Antisemitism, like any ideology woven around racism, sprinkles pixie dust over real frustrations, adding the absurdity of myth and monster stories, creating schisms in neighborhoods and arts communities by stoking fear and jealousy. The tech is new, but conservatism is about holding the line, celebrating the old ways. And history repeats when no one reads. But Ye’s latest apparent downfall of his groundbreaking fashion and music empire is more than just the drums finally coming together in his own Greek-tragedy type of beat, the latest pileup on the Slip ’N Slide leading to reactionary politics. Ye was so desperate for approval in a negative news cycle (of his own creation) that he let the proverbial wolves in the door. The reactionaries he hangs with now have well-rehearsed talking points and an understanding that any exposure is an opportunity to win converts and that a lot of hurt, angry people are yearning for an organizing philosophy that makes their social frustrations make sense.

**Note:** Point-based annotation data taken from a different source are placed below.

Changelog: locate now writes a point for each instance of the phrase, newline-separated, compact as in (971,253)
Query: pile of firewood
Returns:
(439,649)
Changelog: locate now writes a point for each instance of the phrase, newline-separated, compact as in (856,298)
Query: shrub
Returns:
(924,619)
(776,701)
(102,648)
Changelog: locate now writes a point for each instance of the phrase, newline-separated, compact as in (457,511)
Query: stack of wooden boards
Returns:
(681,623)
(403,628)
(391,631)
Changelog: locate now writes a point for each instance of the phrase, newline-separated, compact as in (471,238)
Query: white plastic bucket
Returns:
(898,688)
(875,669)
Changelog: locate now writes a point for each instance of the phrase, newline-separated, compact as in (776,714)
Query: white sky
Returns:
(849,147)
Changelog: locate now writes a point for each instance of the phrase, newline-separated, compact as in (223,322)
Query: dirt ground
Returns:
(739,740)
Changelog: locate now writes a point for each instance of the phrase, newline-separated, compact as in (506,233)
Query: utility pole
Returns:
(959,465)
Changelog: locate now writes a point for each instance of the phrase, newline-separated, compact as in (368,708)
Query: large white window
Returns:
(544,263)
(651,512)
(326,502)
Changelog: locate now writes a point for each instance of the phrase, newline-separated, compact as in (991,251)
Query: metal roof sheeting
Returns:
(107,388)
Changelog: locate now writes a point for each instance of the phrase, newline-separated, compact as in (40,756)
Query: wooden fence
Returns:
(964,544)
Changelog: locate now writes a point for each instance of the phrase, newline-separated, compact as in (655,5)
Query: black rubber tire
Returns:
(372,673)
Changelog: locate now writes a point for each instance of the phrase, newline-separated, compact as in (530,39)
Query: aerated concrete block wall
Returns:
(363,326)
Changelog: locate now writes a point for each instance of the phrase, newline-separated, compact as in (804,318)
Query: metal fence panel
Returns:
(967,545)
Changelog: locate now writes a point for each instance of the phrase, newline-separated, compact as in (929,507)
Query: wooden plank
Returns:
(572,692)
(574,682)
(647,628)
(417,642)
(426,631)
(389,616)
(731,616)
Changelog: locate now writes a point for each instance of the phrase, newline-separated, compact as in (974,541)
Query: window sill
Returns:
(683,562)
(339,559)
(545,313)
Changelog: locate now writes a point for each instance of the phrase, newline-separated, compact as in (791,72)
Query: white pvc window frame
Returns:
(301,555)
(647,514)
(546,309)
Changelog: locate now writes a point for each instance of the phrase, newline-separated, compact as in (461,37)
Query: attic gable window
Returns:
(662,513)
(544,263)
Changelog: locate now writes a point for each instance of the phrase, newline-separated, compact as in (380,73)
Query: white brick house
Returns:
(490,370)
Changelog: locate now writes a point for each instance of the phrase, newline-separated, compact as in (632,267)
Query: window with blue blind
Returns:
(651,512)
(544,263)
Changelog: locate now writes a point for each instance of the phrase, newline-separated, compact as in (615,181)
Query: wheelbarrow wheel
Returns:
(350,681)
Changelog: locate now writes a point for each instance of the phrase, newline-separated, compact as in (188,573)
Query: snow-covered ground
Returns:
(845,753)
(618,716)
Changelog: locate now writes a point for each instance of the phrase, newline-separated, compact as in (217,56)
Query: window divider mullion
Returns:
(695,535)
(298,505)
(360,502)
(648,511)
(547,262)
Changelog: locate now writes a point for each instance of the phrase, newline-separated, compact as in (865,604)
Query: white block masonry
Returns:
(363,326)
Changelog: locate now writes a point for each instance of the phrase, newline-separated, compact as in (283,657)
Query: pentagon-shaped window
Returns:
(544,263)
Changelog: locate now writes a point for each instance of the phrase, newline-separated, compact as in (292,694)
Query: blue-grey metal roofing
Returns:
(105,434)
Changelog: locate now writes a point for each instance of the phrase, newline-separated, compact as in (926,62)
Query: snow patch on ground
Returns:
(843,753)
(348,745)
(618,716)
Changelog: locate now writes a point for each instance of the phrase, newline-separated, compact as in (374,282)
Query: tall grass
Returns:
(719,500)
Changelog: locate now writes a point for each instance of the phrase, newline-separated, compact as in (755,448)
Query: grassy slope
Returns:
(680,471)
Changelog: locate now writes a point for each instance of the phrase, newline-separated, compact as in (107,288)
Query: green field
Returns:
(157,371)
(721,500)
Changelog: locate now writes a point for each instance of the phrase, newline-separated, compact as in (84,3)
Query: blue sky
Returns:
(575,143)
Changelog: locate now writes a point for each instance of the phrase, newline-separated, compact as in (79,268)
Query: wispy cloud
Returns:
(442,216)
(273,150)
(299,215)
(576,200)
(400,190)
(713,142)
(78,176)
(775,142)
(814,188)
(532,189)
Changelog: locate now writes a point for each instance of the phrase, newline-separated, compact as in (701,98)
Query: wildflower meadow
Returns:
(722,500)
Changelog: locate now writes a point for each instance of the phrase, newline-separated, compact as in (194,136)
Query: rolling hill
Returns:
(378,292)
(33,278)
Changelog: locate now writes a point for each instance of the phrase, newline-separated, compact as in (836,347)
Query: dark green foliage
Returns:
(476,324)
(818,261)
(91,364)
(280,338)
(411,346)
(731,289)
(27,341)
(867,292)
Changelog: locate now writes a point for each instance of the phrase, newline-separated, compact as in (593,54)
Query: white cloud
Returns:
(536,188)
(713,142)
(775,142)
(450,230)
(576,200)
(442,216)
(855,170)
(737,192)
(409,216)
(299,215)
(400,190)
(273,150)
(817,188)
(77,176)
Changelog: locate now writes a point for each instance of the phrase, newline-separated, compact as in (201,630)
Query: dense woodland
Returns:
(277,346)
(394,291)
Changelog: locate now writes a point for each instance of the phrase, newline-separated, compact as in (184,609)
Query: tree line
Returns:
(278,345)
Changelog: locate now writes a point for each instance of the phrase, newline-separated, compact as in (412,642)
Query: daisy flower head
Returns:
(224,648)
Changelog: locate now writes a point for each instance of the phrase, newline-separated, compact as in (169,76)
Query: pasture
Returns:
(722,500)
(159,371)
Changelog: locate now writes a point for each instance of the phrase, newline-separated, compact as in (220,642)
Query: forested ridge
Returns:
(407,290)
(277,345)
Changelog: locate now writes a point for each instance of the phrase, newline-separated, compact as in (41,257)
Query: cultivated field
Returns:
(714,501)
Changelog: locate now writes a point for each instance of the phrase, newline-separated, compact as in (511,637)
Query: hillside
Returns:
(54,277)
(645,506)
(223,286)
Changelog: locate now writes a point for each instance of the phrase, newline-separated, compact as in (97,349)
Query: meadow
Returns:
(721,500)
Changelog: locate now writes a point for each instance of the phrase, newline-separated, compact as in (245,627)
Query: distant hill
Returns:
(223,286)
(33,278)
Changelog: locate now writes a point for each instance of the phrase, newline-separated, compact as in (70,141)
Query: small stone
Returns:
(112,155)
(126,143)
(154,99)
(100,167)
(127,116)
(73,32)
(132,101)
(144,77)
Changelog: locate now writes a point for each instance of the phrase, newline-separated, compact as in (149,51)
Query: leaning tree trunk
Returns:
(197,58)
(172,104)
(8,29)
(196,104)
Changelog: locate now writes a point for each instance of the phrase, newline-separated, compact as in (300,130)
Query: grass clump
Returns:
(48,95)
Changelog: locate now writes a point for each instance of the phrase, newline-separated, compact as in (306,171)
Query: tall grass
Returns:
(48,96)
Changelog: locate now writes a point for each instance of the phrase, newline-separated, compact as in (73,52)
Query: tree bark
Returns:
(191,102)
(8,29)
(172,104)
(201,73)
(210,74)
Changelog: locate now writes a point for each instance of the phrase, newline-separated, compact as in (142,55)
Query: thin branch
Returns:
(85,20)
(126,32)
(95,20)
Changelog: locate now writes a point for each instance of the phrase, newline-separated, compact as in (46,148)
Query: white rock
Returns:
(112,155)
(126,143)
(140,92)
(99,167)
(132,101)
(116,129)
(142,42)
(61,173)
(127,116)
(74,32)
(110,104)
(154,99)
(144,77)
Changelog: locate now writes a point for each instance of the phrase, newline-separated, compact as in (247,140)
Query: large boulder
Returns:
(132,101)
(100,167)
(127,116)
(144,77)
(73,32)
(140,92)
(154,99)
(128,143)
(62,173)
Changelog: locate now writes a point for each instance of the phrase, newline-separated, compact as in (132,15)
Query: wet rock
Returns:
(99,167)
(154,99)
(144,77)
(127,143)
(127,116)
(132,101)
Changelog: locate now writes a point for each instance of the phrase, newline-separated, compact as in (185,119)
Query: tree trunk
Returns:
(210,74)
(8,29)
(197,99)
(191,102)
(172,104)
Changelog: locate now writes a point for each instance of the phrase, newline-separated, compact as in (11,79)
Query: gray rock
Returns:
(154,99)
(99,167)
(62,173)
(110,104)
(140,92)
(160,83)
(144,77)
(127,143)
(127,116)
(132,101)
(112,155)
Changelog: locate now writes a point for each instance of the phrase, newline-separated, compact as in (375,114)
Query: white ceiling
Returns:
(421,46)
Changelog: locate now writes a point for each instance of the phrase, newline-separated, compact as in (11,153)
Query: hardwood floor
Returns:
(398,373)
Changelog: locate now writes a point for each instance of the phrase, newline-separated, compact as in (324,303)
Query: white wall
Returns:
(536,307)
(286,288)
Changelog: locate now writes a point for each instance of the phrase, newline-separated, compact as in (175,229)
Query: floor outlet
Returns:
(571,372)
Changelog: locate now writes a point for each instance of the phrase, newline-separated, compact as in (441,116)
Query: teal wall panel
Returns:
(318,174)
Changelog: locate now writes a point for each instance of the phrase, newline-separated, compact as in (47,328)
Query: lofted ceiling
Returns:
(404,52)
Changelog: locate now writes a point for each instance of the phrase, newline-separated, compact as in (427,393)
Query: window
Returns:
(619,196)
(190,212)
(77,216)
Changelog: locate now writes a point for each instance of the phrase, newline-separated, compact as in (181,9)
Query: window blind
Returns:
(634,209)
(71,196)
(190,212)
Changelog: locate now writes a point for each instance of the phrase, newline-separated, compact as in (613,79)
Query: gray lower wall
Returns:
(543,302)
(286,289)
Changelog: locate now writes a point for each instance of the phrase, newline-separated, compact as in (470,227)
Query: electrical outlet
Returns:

That guiding ideology can be solidarity or it can be hate. You fall into fascism via slopes, not cliffs. As the former president calls for the literal dissolution of the Constitution, it’s time to set houses in order. Hip-hop media — and popular music by extension — is not immune to the lure of sexist, racist, nationalist rhetoric, even if people of color are often the primary targets of it. The year of stress tests to our capacity for kindness and our susceptibility to lies — as fandoms clashed and hit below the belt and chauvinist rap media personalities treated Megan Thee Stallion as if she were a defendant and not the victim in the year’s court proceedings — identified the rifts in our communities that could tear us apart in a political climate that managed to get even bloodier than the mass murders we read about each month, and nothing in the long-term forecast points anywhere promising. The way everyone acted this year … let’s try not to do it again, huh? Let’s rein it in. Let’s reset.